Financial Regulatory Reform |
This is a new day. In June of 2009, President Obama called for major reforms as we were desperately trying to climb from the depths of the financial crisis. And we've achieved the vast majority of his goals. I was proud to be a conferee to the Dodd-Frank Wall Street Reform and Consumer Protection Act. With this package the conference approved on June 28, Congress is close to the finish line to enacting the most comprehensive financial reform since the Depression.
We have established a Consumer Financial Protection Bureau; we've established a Systemic Risk Council for regulators to oversee all aspects of the financial system; we've required that banks can no longer trade for their own accounts; we’ve strengthened investor protections; we’ve brought transparency to the derivatives market; and we've created a mechanism to wind down troubled financial institutions so that taxpayers never have to be on the hook again.
It's not just consumers who will benefit. We've required that the Federal Reserve establish fairer interchange rates charged for debit cards-- that are more in line with the actual cost of processing a transaction. That will help small businesses all across America-- the engine of job growth.
I'm glad to have worked with Sen.

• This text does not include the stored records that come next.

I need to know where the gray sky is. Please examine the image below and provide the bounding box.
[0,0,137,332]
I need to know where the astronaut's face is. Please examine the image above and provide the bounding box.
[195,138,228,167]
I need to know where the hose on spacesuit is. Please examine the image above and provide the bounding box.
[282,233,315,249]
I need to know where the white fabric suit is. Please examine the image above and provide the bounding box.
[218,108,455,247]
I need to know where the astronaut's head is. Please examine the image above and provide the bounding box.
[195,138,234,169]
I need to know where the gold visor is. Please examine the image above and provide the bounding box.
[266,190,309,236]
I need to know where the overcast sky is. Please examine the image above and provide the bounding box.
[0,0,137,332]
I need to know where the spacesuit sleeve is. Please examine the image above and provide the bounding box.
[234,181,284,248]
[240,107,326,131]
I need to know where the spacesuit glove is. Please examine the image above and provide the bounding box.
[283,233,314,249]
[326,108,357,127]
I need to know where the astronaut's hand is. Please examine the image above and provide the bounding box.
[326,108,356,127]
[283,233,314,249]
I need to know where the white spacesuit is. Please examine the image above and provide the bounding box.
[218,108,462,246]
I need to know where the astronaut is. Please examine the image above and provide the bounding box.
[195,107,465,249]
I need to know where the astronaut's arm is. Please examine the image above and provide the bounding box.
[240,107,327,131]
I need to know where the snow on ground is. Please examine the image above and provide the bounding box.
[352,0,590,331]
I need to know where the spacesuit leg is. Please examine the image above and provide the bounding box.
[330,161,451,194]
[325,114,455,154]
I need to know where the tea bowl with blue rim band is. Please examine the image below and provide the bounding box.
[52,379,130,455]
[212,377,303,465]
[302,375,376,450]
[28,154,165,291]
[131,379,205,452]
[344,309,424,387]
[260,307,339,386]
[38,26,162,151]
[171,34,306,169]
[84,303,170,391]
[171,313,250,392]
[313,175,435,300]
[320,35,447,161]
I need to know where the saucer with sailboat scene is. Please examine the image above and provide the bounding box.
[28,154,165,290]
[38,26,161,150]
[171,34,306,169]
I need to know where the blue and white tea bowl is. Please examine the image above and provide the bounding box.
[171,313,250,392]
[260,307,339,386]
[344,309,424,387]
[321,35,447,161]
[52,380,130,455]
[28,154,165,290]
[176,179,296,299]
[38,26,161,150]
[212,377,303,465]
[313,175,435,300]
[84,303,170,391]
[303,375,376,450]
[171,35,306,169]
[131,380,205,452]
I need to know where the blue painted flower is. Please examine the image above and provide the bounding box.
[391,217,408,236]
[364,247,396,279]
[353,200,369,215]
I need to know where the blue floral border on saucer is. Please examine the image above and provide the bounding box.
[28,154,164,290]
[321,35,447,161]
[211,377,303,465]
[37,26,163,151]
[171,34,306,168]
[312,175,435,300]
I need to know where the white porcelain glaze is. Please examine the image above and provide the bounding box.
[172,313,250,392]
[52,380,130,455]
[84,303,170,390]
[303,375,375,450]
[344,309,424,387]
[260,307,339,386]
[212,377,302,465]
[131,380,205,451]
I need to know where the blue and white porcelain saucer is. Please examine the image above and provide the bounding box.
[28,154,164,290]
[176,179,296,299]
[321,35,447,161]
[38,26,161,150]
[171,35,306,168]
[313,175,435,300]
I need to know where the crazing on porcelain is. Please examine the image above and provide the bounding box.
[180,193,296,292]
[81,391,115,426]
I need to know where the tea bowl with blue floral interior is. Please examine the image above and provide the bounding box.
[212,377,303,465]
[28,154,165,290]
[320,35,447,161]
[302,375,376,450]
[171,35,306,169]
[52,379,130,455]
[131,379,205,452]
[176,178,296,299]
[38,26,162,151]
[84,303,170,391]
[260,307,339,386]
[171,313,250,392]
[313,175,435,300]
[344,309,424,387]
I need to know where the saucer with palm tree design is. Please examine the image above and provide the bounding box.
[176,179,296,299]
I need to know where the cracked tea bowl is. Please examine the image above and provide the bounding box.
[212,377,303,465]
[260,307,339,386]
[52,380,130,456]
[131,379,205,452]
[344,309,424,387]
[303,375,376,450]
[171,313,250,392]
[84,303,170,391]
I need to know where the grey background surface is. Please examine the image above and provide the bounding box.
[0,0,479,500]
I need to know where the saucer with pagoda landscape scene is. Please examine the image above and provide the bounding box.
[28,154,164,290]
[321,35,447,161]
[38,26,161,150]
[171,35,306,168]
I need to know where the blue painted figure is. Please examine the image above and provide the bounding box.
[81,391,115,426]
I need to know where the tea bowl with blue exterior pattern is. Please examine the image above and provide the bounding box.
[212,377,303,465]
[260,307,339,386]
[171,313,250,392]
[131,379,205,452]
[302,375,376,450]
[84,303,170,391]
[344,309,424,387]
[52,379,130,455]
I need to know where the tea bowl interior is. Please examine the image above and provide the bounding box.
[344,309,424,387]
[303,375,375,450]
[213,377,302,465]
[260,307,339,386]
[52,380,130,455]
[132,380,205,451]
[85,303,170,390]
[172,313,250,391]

Durbin on interchange fees to work out compromise language representing a balanced approach that addresses concerns by merchants about high interchange fees, and the financial industry’s concerns that fees will be set too low to allow institutions to cover the cost of providing critical banking services.
The compromise language continues to enable those who don’t have access to traditional banking services to use pre-paid debit cards and ensures that state governments will continue to be able to distribute public benefits on debit cards.
As President Obama has said, everyone has a stake in financial reform: whether you’re a family trying to buy your first house, a parent trying to fund your child’s education, an employee trying to save for retirement, or an entrepreneur trying to expand your business.
I agree with Sheila Bair at the FDIC when she says these new rules end "too big to fail." We've made sure that it's the risk-takers, not the taxpayers, who take the hit when something goes wrong.